What's interesting about this vignette is that as a result of Victoria's trip to the past, she's fallen in love with a man who lived in 1795-- but it's not the Barnabas of any era. Instead of the middle-aged vampire, she's fallen for a young man her own age-- or, at least, someone who was Victoria's 1968 age back in 1795. When the governess returns to her own time and place, she's suddenly in the same position as Barnabas: being romantically enthralled to someone long dead. Later episodes give Victoria an "out" that Barnabas is denied, simply because the actress left the show and so the Victoria character-arc had to be wrapped up as well as possible.

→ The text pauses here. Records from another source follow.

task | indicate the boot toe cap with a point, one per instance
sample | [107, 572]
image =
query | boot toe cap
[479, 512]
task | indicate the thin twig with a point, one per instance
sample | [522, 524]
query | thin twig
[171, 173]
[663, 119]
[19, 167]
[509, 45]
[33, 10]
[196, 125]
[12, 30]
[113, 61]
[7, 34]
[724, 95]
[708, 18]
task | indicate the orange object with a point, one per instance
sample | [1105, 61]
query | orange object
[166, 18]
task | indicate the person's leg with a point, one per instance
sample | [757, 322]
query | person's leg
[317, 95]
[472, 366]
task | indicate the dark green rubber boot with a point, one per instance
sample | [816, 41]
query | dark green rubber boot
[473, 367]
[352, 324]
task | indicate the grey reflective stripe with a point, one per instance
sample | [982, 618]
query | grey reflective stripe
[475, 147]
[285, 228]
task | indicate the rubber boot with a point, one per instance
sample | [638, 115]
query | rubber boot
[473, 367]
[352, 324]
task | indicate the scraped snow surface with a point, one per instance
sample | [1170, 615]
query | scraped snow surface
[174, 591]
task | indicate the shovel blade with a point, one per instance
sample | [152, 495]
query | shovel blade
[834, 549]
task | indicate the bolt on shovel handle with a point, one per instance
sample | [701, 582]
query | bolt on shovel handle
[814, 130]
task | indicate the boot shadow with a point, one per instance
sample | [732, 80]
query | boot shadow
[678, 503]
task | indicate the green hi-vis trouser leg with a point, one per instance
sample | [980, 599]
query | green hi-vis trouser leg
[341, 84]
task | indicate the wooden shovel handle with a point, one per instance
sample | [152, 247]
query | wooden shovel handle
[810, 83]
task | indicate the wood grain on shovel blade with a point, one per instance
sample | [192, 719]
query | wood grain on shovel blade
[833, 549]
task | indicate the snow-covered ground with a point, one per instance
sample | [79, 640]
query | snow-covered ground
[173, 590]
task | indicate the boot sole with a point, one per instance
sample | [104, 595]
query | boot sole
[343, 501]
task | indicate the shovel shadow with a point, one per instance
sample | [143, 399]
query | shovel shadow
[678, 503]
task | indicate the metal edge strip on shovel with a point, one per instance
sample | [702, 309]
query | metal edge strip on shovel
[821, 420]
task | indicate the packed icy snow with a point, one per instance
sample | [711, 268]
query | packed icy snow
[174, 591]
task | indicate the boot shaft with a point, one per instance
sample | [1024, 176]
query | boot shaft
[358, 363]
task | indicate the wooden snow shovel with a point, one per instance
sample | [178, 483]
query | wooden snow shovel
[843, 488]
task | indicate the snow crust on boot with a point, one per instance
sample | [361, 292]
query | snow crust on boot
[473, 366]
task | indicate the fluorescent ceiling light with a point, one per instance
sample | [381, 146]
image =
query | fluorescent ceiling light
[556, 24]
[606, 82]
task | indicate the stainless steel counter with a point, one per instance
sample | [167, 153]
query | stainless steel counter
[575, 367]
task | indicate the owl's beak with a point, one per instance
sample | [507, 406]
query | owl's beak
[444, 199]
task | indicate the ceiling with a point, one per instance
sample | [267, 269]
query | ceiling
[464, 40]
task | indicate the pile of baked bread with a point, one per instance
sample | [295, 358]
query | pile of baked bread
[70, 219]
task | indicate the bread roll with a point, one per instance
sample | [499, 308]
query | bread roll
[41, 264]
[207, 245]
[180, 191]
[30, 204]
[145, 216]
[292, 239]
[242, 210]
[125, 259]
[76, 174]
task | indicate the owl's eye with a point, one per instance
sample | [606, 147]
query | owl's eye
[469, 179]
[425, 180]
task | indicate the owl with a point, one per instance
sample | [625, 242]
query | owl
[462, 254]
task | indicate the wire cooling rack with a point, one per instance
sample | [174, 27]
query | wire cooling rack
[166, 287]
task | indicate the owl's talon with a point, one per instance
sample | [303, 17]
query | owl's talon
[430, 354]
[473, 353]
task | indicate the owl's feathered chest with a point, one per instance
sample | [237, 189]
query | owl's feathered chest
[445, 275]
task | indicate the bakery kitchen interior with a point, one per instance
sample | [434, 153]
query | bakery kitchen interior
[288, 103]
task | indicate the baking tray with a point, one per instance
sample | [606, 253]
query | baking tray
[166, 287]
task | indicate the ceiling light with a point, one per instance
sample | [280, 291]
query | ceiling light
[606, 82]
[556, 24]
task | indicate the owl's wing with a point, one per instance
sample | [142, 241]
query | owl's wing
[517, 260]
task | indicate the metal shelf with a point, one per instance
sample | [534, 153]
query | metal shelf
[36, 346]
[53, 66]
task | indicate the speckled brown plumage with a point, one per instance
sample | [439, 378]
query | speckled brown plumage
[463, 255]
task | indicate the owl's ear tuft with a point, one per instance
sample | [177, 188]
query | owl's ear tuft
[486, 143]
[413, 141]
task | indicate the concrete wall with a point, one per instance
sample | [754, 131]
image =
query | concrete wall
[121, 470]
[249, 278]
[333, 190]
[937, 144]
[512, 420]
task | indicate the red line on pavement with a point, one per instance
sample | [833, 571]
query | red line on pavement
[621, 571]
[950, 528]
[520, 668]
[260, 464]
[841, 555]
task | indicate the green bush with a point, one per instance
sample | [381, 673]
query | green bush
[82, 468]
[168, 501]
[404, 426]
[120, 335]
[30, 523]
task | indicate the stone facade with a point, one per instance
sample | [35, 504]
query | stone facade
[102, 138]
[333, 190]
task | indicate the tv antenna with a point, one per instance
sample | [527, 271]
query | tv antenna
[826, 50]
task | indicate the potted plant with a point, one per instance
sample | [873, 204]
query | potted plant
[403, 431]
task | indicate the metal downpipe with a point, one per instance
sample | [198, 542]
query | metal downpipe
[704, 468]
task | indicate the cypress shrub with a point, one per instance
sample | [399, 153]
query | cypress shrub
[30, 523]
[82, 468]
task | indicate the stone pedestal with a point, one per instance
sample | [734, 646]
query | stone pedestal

This vignette, far more than the actual four-month long arc, manages to capture the psychological appeal of being in thrall to the vanished past. Barnabas later tells his confidante Julia that "the past is constantly being re-lived"-- which may be an instance of the show's writers justifying their penchant for revisiting and revamping past story-continuity. Even Julia herself gets a hair-makeover to make herself "feel all new," and chastises herself for having indulged in the fantasy of escaping her troubled past.
The most overtly dramatic thing in the episode is that Victoria, despite being physically free of 1795, finds herself dreaming of a spectre from that era--one whom the viewers of the show witnessed, but whom Victoria never actually saw. She knew the living form of Jeremiah Collins, the young-looking uncle of 1795 Barnabas, but I don't believe she ever saw his ghost. Nevertheless, Jeremiah, who was slain in a duel with Barnabas, appears in Victoria's dream to warn her about Barnabas, though he somehow omits to tell her what she most needs to know: that modern Barnabas is a vicious vampire.
The strangest thing about the episode is that at the episode's conclusion, Barnabas finally does (apparently) fang Victoria for the first time, though the action is off-camera. This looks like the triumph of Old Death over Youth and Life-- except that by the time Episode 463 starts, Victoria not only doesn't act like a typical vampiric slave, she's still obsessed with the young man she met in 1795.
So the writers clearly decided to let Barnabas have his way, only to block him through the heroine's devotion to True Love. Indeed, early in the episode Julia tells Victoria that "death does not stop love," and thus, despite the problematic conclusion of the vignette, this single episode foreshadows the eventual resolution of the Victoria Winters plotline, in which her love does preserve her from the dominion of death, at least in the form of one 200-year-old vampire.
ADDENDUM: Since I already went outside the original episode being reviewed, I may as well add that in subsequent episodes Victoria falls under Barnabas' control somewhat more-- yet this too is a prelude to a development that will eventually lead to her escape from her aged suitor.